Dans un texte antérieur d’un an (Redresser les jambes aux chiens, mai 1952), Bordiga, beaucoup plus explicite écrivait : « La formation d’Etats-nations de race et de langue en principe uniformes est la condition optimale pour substituer la production capitaliste à la production médiévale, et toute bourgeoisie lutte dans ce but, même avant que la noblesse réactionnaire soit renversée. Cette organisation en Etats nationaux est pour les travailleurs une étape nécessaire… » (cité dans Le rôle de la nation dans l’histoire, Programme Communiste, n°82, avril 1980, p.17). Dans le texte même de 1953 (Facteur de race, etc.), page 8, Bordiga était beaucoup moins catégorique quant à la distinction ente « nationalité » et « nation », l’ethnie étant un aspect de la nation. Dans ce texte de Programme communiste, la bourgeoisie active pour constituer la nation des « éléments passifs antérieurs ; le sang, la race, l’ethnie, la langue, etc. : « Les éléments des nations modernes existaient partout. » (op.cit., p.15). Plus loin dans le texte (j’y reviendrai), Bordiga déclare que l’Etat-nation unitaire allemand n’a existé qu’avec l’annexion de l’Autriche.

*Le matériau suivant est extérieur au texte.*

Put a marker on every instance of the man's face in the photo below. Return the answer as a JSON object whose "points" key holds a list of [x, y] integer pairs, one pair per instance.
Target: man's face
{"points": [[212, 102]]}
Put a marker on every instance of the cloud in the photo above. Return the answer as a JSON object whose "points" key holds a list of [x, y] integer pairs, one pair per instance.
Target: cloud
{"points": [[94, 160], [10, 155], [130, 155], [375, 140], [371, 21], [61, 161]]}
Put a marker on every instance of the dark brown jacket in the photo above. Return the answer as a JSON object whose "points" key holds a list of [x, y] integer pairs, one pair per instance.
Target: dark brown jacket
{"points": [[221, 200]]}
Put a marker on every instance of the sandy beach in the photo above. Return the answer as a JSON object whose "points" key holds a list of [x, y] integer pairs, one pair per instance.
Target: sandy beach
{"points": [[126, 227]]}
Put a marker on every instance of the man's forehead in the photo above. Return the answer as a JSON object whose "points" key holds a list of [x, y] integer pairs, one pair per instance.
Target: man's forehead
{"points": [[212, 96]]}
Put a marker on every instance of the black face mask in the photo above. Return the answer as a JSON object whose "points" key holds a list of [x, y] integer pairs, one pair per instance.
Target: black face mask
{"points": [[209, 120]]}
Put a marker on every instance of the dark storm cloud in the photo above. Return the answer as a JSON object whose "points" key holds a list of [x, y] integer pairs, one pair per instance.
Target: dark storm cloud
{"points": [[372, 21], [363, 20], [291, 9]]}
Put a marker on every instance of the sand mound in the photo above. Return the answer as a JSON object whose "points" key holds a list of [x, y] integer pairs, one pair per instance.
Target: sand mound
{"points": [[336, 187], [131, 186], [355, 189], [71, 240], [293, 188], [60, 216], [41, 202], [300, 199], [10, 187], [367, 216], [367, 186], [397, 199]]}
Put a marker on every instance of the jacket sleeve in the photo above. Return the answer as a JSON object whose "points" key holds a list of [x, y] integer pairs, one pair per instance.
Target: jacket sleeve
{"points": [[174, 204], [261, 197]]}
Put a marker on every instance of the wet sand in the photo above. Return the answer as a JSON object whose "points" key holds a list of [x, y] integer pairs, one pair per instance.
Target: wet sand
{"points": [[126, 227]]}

Malgré leur distinction initiale, la nation territoriale ne se porte jamais aussi bien que quand elle coïncide avec la nationalité.
Mais demeure la question : comment se définissent et se délimitent les nations ? Et même, en amont, la question : comment se fait-il que l’extension des marchés connaisse et produise sa propre limitation ?
Quand Bordiga aborde la question du territoire ce n’est pas à partir de la bourgeoisie et du mode de production capitaliste mais de la dissolution de la gens. Il cite alors Engels (L’origine, etc.) : « Par rapport à l’ancienne organisation gentilice, l’Etat se caractérise en premier lieu par la répartition de ses ressortissants d’après le territoire. Comme nous l’avons vu, les anciennes associations gentilices, formées et maintenues par les liens du sang, étaient devenues insuffisantes, en grande partie parce qu’elles impliquaient que leurs membres fussent attachés à un territoire déterminé et que, depuis longtemps, ces attaches avaient cessé d’être. Le territoire demeurait, mais les gens étaient devenus mobiles. On prit donc la division territoriale comme point de départ. » (p.4). Quand Engels analyse ici la production de l’Etat à Athènes, il fait un énorme contresens dû autant aux recherches historiques auxquelles il avait alors accès qu’à ses propres présupposés idéologiques. La réforme territoriale de Clisthène dont il est ici question brise l’implantation locale des dèmes en répartissant les représentations en bandes territoriales contenant chacune une part de « montagne » (domaine des petits paysans libres), une part de « plaine » (domaine des aristocrates et des gens), une part de côte (domaine des artisans et marchands), ainsi les gens dominantes étaient absorbées par les deux autres composantes. Si la gens disparaît ce n’est pas parce qu’elle était « devenue insuffisante », c’est qu’il y avait à ses côtés un grand nombre de personnes qui ne faisaient partie d’aucune gens. Les réformes territoriales liées à l’avènement de la « démocratie » en Grèce suivent la période des tyrannies durant laquelle les familles aristocratiques eurent très peur du pouvoir et de la violence de la « plèbe ». Certaines de ces familles (les Alcméonides à Athènes – Clisthène puis Périclès – et d’autres dans d’autres cités) avaient compris que pour garder le pouvoir, il fallait le transformer.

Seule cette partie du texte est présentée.